Las Tablas: El charco ignorado de Jaraíz

El Lago y el charco Las Tablas están aguas abajo de la garganta de Pedro Chate, una de las más conocidas de la comarca

Leyendo un libro a la sombra de un roble, un buen plan para un día cualquiera de verano./
Leyendo un libro a la sombra de un roble, un buen plan para un día cualquiera de verano.
Antonio J. Armero
ANTONIO J. ARMEROCáceres

La mayoría de los coches que se desvían de la carretera que atraviesa la comarca de La Vera (la EX-203) para ir hasta El Lago, un paraje famoso en la zona ubicado a unos dos kilómetros de Jaraíz, ignoran el giro a la derecha que hay en esa bajada. El que conduce a otra piscina natural, no tan conocida pero igual de atractiva o más. Es el charco Las Tablas, que seguramente no llega a tener el largo de una piscina olímpica pero cerca anda. Da, desde luego, para hartarse a brazadas.

En la mañana de un día laborable, en su orilla coinciden, cada uno por su lado, una mujer descalza que lee un libro sentada en una silla de camping; una pareja de jubilados que charla, uno de ellos con los pies en remojo, y un grupo que se hace fotos junto a la pasarela que cruza el cauce del río. A estas alturas del mapa extremeño, el agua todavía es fría. Se nota que baja de la sierra de Gredos, que algunos años mantiene la nieve en sus cumbres en el mes de junio. El Lago y el charco Las Tablas están aguas abajo de la garganta de Pedro Chate, una de las más conocidas de la comarca. Y más arriba aún está la Garganta Mayor, en Garganta la Olla.
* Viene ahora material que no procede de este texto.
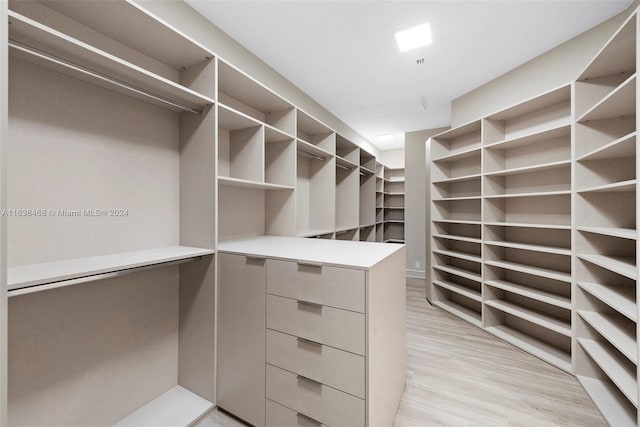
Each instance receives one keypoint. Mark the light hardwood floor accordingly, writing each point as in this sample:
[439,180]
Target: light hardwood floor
[459,375]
La Lámina de agua es extensa. Da para cansarse haciendo unos largos.
La Lámina de agua es extensa. Da para cansarse haciendo unos largos.

En Las Tablas, el charco situado junto al lago de Jaraíz –que no por ser de uso mayoritario desmerece la visita–, hay un negocio, llamado Los molinos, que es chiringuito, bar, cafetería y restaurante. Ya vende lotería de Navidad, que siempre es un anzuelo para el visitante, más aún si viene desde lejos, aunque el gancho que no falla es el que saluda al visitante desde que se toma ese giro a la derecha que la mayoría pasa de largo. Son los carteles que anuncian la carne a la brasa y otros reclamos de probada efectividad.

El lugar es fotogénico. El cauce del río y la arboleda sirven en bandeja un buen fondo para llevarse de recuerdo.
El lugar es fotogénico. El cauce del río y la arboleda sirven en bandeja un buen fondo para llevarse de recuerdo.

Al llegar abajo hay unos aparcamientos amplios y gratuitos. Ya en la piscina, hay una parte de arena para tumbarse. Además, no falta sombra, gracias a los robles que abundan en esta zona de baños a la que la vecina piscina natural de El Lago le ha restado protagonismo. Y quizás haya que felicitarse de que así sea, de que el charco Las tablas viva en un segundo plano. Incluso cabe desearle que siga siendo así por mucho tiempo.